© 2023 Quality Digest. Copyright on content held by Quality Digest or by individual authors. Contact Quality Digest for reprint information.
“Quality Digest" is a trademark owned by Quality Circle Institute, Inc.
Published: 09/16/2015
When considering how good a production process is, it’s important to ask, “Can we expect the output to be fully conforming?” An assessment of process capability can answer this. Data are needed, but how many? Is “30” the right number? This article examines these last two questions.
There’s an old joke about statisticians not knowing the difference between 30 and infinity, and figure 1 should shed light on its origin. Degrees of freedom, shown on the x-axis and hereafter referred to as “d.f.,” help to determine how precise, or “solid,” an estimate of standard deviation is, given its estimated uncertainty (the y-axis).1 Figure 1 shows that by the time an estimate of standard deviation is based on 30 d.f., it’s about as precise an estimate as it’s likely to get. (If 30 d.f. aren’t sufficient, getting up to 120 d.f.—a fourfold increase—is necessary to reduce the uncertainty by half.) This is potentially important because an estimate of standard deviation is essential to make an assessment of process capability possible.
Figure 1: Plot of uncertainty in standard deviation against degrees of freedom
Unfortunately, statistical language about d.f. is often met with blank looks and exclusion from the team intent on assessing process capability. Instead, ask, “How many data?” because this will lead to the more important question, “What’s the relationship between the number of data collected, d.f., and estimate uncertainty?”
The classical, global standard deviation statistic (STDEV in Microsoft Excel) applied to all the data in “one go” has d.f. = total number of values minus one. With 30 data, there are 30 – 1 = 29 d.f., and the uncertainty is 13.1 percent. However, this is not the method to use when working with capability.
For example, let’s consider the case of individual values, which correctly starts with an assessment of capability using a process behavior chart (i.e., an XmR control chart for individual values). In an estimate of standard deviation from 30 data, there are 18 d.f., not 29, corresponding to an uncertainty of 16.7 percent. This estimate of standard deviation—hereafter called “SDwithin”—comes from the average moving range method (where SDwithin = “Average moving range” ÷ 1.128).
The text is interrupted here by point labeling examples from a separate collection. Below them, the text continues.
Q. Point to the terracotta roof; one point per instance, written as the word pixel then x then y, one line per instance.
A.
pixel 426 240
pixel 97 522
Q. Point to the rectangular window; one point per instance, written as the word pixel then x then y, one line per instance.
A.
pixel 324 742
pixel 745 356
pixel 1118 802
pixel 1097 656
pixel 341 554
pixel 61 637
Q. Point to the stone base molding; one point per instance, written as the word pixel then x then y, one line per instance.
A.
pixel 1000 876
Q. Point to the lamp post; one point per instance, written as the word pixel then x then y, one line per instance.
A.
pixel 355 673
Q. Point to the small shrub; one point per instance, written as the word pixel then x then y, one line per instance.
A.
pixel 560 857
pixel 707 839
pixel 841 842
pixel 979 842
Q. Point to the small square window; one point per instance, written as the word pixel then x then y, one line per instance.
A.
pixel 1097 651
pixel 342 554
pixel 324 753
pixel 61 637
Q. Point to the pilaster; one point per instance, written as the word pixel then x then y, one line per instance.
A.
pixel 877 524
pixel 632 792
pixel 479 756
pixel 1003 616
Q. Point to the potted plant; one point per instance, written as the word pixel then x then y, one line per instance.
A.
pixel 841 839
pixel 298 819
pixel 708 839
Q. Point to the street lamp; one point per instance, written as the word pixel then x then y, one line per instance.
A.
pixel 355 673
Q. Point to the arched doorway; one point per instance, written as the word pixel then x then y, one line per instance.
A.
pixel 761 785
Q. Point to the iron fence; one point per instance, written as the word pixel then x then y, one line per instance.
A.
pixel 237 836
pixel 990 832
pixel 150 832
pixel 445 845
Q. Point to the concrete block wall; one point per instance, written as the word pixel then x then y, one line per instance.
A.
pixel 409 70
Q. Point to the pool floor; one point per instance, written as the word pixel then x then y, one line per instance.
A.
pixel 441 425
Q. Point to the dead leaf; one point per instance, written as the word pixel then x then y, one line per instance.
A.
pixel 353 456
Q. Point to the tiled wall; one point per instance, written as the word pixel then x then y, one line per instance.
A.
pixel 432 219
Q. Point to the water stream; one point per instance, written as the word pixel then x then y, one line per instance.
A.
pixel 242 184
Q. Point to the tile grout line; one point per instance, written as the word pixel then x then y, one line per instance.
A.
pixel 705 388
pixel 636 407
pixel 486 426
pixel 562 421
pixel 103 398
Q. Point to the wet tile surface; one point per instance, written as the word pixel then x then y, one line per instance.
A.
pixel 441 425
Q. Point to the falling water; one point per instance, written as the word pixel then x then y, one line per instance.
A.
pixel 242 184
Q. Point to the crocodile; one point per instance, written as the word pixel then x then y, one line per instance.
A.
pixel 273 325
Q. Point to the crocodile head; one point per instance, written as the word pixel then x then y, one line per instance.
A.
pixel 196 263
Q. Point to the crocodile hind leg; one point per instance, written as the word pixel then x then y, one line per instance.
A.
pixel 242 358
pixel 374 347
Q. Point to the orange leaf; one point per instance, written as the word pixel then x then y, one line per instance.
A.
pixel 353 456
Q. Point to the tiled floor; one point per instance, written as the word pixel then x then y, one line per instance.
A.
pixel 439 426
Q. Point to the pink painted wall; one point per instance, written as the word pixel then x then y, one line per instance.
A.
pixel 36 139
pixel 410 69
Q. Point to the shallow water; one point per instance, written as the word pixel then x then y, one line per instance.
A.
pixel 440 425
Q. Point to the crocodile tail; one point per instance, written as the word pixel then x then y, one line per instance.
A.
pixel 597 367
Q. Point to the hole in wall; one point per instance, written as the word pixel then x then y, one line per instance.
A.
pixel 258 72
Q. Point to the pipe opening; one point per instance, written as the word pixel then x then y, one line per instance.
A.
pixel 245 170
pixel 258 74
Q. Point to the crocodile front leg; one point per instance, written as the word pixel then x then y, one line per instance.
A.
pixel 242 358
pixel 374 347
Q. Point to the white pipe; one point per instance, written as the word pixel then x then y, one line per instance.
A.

Figure 2 renders this “detail” into a picture.
Figure 2: Reproduction of figure 1, but with the uncertainties and number of data associated with 18 and 29 degrees of freedom based on the average moving range method
While 18 d.f. does give a little more uncertainty than 29 d.f., figure 2 shows that 18 d.f. is a reasonable number—in part because the curve is on its way to plateauing. Hence, with about 15 or more d.f., an estimate of standard deviation has started to “solidify,” which lends credibility to the case for 30 data in a capability assessment (even if the original case may have been based on 30 d.f., implying 48–49 data and not ~30, when using an XmR chart).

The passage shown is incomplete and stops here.